James Howard Kunstler, author of The Geography of Nowhere and a leading crusader for the refashioning of the American urban landscape, writing in AlterNet was of the view that a lot of reasonable people had begun to ask whether President Obama was a stooge of whatever remained of Wall Street, "with Citigroup and Goldman Sachs’s puppeteer, Robert Rubin, pulling strings behind an arras in the Oval Office."
"Personally, I doubt it," he wrote, "but it is still a little hard to understand what the President is up to. For one thing, the stimulus package, so-called, looks more and more like national sub-prime mortgage itself, a bad bargain made under less-than-realistic terms, with future obligations fobbed onto whoever inhabits this corner of the world for the next seven hundred years - and all to pay for a bunch of granite counter-tops and flat-screen TVs."
No good would come, in Kunstler’s view, of a campaign to sustain the unsustainable, which was exactly what the Obama program was starting to look like. "In the folder marked ‘unsustainable’ you can file most of the artifacts, usufructs, habits, and expectations of recent American life: suburban living, credit-card spending, Happy Motoring, vacations in Las Vegas, college education for the masses, and cheap food. All these things are over. The public may suspect as much, but they can’t admit it to themselves, and political leadership has so far declined to speak the truth about it for them." The truth was essential to forming a useful consensus that would allow them to move forward effectively.
"One of the sad paradoxes of politics is that democracies do not seem very good at disciplining their citizens’ behaviour.

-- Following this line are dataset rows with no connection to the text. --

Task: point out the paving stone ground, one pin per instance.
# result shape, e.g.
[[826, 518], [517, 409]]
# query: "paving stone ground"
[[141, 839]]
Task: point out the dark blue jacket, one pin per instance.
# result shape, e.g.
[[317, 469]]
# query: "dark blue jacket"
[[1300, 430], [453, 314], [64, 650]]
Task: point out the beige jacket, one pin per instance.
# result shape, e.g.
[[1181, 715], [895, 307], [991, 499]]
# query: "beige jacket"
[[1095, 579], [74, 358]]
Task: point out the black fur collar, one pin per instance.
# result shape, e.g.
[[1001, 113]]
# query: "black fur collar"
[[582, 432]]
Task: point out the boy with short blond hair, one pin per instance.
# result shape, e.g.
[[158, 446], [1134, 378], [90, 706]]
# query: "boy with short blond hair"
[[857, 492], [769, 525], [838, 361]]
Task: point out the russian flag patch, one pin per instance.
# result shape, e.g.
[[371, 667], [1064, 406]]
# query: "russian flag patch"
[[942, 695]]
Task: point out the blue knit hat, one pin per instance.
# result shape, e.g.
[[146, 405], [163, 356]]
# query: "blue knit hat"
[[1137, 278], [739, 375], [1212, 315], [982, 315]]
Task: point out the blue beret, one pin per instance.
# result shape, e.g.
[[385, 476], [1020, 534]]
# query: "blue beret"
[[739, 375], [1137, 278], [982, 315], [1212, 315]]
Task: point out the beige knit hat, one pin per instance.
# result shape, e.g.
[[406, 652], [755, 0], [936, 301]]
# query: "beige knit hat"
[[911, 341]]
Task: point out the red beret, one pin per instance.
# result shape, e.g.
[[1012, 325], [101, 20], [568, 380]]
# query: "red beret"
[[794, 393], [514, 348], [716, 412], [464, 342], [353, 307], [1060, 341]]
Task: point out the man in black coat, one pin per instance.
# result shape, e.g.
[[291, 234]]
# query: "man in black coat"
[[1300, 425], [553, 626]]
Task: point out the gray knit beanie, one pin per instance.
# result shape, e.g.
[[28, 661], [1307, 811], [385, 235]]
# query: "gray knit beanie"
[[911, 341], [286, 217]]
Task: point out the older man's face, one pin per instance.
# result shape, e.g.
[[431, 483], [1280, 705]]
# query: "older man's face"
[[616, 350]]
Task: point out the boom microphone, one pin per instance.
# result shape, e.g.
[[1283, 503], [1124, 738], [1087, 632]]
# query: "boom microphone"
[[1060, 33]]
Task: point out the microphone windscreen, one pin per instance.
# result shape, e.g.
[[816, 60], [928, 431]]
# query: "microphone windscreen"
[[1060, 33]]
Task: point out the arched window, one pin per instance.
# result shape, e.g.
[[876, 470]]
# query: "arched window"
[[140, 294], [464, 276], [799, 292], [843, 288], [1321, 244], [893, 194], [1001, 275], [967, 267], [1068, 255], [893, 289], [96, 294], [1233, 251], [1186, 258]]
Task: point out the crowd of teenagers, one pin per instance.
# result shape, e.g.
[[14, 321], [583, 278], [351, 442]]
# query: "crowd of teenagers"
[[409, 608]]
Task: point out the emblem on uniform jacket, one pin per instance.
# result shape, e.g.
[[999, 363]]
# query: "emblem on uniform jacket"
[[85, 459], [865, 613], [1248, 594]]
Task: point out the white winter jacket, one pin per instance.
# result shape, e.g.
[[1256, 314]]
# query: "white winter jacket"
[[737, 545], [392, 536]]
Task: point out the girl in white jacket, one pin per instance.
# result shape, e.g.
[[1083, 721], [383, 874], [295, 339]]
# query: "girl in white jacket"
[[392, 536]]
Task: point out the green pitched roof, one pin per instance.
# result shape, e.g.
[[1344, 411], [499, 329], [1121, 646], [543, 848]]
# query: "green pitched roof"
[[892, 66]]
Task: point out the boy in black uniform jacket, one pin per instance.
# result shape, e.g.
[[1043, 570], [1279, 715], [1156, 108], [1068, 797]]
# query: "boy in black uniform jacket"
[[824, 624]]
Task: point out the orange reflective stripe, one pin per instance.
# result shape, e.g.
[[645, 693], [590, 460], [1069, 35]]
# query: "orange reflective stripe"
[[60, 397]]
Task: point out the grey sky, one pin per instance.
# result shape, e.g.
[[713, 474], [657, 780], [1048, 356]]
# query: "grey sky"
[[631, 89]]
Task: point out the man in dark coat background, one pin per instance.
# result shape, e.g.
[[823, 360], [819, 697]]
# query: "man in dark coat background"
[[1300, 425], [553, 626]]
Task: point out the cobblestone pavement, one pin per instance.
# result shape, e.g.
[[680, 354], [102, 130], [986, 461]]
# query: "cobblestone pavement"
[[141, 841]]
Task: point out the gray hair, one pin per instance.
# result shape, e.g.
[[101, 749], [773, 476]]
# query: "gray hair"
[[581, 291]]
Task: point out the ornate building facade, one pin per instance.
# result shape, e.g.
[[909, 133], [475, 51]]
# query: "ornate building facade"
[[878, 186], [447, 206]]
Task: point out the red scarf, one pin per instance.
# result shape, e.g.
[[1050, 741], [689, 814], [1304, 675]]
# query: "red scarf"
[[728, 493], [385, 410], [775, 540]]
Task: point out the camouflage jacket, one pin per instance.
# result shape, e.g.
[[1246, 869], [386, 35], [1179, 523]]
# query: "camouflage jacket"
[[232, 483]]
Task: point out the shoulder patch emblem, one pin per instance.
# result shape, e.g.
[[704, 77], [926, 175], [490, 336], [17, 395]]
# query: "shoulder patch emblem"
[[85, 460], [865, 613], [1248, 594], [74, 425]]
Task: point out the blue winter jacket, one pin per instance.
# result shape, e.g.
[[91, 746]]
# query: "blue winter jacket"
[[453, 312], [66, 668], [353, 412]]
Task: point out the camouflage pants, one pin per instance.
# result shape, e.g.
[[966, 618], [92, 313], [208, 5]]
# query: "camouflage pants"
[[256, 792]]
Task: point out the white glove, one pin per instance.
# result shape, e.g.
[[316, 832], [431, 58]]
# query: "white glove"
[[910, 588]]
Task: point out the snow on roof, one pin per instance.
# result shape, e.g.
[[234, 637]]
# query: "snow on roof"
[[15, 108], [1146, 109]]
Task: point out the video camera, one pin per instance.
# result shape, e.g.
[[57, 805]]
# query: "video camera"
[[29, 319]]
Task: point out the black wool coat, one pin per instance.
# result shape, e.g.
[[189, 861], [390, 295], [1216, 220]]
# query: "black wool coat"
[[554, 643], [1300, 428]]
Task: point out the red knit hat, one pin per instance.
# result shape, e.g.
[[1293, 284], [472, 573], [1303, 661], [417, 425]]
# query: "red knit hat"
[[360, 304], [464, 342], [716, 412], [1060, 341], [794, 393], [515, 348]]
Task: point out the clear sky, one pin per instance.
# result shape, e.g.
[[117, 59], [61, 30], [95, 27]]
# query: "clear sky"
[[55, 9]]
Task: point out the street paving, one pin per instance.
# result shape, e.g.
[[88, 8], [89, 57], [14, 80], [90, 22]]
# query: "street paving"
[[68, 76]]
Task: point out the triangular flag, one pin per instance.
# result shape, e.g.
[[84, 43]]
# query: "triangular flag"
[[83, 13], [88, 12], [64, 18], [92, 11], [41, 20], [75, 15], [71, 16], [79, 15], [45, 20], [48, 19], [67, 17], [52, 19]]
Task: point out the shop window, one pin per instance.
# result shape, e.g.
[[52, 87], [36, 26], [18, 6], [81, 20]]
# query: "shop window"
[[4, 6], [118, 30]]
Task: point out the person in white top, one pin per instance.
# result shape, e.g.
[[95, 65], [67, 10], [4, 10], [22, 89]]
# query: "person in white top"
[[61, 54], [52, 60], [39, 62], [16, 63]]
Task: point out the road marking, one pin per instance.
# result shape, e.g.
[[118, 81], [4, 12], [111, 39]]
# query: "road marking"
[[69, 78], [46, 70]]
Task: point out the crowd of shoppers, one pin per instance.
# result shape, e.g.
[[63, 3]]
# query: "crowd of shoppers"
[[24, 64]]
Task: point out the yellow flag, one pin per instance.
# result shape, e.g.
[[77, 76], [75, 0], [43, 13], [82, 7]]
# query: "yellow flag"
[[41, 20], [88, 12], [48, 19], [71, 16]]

The wish to please voters and the influence of campaign money overwhelm even leaders with mature instincts. In America’s case, this could lead to what I like to call corn-pone Nazism a few years down the road. Someone will design snazzy uniforms and get us all marching around to ‘God Bless America’. At the point of a gun."
Kunstler believes it’s not too late for Obama to start uttering these truths to avoid a turn to fascism and get on with America’s next phase of history - living locally, working hard at things that matter, and preserving civilized culture. "What a lot of us can see now staring out of the abyss is a new dark age."
Perhaps someone he trusts – Michelle, maybe? – could, for a start, whisper softly in Obama’s ample ear:
"Darling, the Age of Miracles ended on November 4, remember?"